I agree the married couple starting their lives out of the interferance of parents may help them develop a healthy relationship. But what about those parents who might be needing the support of their children? 😕
If there are rules in the joint family which regulate the relationship between everyone in the house , their responsibilities, and their privacy ..isn't it possible that such families may live comfortible, and don't have to loose the love and warm of living with the extended family? ..maybe working women can get help in taking care of their children from their mother, sisters in law?😕
Parents shouldn't be thinking of their kids as their default retirement investment. If they can, they should secure their future retirement days without having to depend on anyone. And i mean it in a nice way, trust me. Parents are, in our culture, over sacrificing.

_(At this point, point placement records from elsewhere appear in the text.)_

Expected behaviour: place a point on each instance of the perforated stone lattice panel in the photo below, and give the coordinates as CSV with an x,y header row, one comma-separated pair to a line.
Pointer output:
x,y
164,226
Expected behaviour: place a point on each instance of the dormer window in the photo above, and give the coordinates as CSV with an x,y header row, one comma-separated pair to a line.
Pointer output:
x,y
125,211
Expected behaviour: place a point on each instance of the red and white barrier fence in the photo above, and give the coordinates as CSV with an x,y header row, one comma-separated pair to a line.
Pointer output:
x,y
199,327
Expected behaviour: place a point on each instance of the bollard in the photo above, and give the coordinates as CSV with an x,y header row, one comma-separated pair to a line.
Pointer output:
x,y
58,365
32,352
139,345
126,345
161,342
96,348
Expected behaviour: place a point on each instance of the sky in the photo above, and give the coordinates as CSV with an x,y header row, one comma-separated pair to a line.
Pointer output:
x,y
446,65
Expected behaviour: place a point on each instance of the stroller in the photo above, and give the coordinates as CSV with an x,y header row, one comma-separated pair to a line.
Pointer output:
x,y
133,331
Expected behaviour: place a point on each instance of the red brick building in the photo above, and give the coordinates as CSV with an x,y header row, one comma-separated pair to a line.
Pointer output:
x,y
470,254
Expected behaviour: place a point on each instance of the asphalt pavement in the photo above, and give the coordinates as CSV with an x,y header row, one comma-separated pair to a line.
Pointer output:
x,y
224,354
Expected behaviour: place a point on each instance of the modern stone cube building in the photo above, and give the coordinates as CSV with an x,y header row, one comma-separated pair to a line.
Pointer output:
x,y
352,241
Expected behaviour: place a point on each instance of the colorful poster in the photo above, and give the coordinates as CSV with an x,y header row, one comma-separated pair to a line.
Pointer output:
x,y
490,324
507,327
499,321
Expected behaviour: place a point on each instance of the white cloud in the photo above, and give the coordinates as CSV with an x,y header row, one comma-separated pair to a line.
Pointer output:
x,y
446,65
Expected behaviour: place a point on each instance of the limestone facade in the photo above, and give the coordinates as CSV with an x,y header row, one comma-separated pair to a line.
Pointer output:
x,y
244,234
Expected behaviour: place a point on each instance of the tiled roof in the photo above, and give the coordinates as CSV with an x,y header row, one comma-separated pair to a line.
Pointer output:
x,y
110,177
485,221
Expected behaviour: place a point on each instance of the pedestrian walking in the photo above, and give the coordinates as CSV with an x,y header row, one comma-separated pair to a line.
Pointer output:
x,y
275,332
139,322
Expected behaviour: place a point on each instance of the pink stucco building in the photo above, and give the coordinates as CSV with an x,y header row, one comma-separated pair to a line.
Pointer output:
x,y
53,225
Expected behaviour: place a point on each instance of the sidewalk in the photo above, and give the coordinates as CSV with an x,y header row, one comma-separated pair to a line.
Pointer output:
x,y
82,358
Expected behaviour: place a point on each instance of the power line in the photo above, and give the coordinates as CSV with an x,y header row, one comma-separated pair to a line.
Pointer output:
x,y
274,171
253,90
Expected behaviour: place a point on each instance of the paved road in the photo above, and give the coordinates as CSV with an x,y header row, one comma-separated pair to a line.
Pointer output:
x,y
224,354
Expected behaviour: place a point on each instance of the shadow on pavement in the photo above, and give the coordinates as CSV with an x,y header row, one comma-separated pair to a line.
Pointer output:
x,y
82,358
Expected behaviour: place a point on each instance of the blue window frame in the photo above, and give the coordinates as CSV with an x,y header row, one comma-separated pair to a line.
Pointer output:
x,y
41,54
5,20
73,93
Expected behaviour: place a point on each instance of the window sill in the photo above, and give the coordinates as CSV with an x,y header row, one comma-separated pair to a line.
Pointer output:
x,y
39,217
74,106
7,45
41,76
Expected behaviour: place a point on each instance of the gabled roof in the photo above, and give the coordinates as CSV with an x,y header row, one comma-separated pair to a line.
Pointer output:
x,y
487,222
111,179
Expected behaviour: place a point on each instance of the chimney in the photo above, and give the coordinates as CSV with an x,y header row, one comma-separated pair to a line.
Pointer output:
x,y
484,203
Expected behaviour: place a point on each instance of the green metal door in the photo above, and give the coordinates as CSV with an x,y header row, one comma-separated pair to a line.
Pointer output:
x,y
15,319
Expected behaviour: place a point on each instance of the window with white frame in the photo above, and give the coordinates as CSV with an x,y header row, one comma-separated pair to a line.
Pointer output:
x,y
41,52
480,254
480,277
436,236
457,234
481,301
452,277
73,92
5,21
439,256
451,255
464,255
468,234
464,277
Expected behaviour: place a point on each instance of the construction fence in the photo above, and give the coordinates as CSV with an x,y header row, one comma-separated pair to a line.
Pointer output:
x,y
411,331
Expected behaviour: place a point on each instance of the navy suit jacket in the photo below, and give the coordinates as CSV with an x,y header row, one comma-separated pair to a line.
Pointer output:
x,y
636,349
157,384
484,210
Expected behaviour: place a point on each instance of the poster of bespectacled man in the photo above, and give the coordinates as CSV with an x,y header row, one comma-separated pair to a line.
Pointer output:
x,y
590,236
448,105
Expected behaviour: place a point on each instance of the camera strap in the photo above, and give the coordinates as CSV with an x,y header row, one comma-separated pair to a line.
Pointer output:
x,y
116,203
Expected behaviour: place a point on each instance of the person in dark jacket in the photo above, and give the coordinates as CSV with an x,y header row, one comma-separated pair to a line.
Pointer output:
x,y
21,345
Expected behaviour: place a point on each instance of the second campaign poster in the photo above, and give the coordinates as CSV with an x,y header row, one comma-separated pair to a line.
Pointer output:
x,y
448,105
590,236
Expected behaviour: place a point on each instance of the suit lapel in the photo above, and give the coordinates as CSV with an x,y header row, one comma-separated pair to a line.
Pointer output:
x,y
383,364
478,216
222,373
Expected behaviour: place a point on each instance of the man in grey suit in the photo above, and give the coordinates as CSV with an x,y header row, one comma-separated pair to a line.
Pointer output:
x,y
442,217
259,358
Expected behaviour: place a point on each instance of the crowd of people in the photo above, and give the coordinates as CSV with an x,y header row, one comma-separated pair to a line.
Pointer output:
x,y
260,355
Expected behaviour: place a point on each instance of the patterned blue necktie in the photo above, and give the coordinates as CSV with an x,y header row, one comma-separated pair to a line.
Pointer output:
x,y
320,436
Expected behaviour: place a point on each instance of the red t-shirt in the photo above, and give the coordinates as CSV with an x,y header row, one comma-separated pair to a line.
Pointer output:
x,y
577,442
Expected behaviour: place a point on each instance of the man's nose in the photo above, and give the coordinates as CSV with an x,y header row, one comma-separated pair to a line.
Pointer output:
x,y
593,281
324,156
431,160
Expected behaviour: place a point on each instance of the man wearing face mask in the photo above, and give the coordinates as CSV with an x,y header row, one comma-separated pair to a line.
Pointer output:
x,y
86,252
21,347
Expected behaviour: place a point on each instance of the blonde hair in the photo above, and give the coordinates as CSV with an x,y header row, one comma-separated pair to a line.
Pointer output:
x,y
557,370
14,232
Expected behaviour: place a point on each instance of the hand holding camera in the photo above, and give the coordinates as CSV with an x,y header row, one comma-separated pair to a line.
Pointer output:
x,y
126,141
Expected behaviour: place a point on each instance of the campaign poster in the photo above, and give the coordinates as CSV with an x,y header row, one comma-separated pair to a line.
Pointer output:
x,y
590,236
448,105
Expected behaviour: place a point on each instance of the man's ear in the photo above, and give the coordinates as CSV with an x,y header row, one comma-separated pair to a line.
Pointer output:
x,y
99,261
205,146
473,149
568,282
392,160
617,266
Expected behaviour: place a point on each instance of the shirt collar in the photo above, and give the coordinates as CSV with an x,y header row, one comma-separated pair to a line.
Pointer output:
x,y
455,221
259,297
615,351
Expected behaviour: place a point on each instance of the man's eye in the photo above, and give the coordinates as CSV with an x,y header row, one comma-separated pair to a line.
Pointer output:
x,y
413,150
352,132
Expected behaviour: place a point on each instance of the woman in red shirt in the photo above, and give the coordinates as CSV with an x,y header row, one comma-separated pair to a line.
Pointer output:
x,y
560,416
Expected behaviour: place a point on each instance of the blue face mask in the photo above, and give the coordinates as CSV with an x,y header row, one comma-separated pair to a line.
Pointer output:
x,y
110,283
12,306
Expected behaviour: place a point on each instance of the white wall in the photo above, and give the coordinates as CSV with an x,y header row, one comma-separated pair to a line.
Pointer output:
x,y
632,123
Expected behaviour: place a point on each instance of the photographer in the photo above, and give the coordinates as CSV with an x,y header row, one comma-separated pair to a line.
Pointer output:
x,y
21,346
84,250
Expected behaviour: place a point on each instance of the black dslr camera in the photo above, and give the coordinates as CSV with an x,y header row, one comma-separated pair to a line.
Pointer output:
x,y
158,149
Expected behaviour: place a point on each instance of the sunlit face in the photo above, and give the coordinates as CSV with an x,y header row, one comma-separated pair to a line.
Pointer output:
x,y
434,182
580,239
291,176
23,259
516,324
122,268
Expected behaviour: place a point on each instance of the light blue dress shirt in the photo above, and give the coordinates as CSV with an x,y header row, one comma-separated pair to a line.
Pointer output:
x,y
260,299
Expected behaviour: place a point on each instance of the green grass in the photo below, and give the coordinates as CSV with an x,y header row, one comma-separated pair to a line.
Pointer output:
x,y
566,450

No parent needs to carry the burden of their 25 yr old jobless useless child and deplete their savings and energy. They spend their all lives rearing kids, giving up on small happiness, retirement is when they are set free. To relax and enjoy stress free lives.
But God forbid, if their health or financial status is not letting them do so, kids need to step up and take care of them. This is a natural thing to do, with or without joint family.
Coming to helping hand with kids for working couples, from my observation, parenting ideas definitely differ from generation to generation. Because in our culture people believe that "age = wisdom", grandparents tend to just follow what they did with their own kids irrespective of how the parents feel. There are no boundaries, everyone wants to enforce their beliefs. And more often than not one of the key caregivers which is child's mother or child's grandmother (because in ojr cultures dads usually do nothing🙄) , one will have to compromise. And many such compromises over the years leads to unpleasant energy and equation.
Coming to the point where there are rules to maintain the peace of the household. Usually any kitchen related rules will ne made by the senior most lady in the family and all other rules will be made the oldest male member. If they fail to see the views of the younger generation, at least 1 person in the family will be suppressed by every such rule evem if it is based on majority support. Imagine if rule of the household is only sarees or suits in the house and 1 out of 5 bahus wants to wear a nightdress, but she can't. Majority doesn't mean everyone is equally happy. What if one couple wants to go out, eat and have fun outside more than others. They can't do that, as per their liking, without offending someone.
Two is company, three is crowd. Living in a joint family means giving up on lot of yoir personal freedom amd choices to keep the household running smoothly.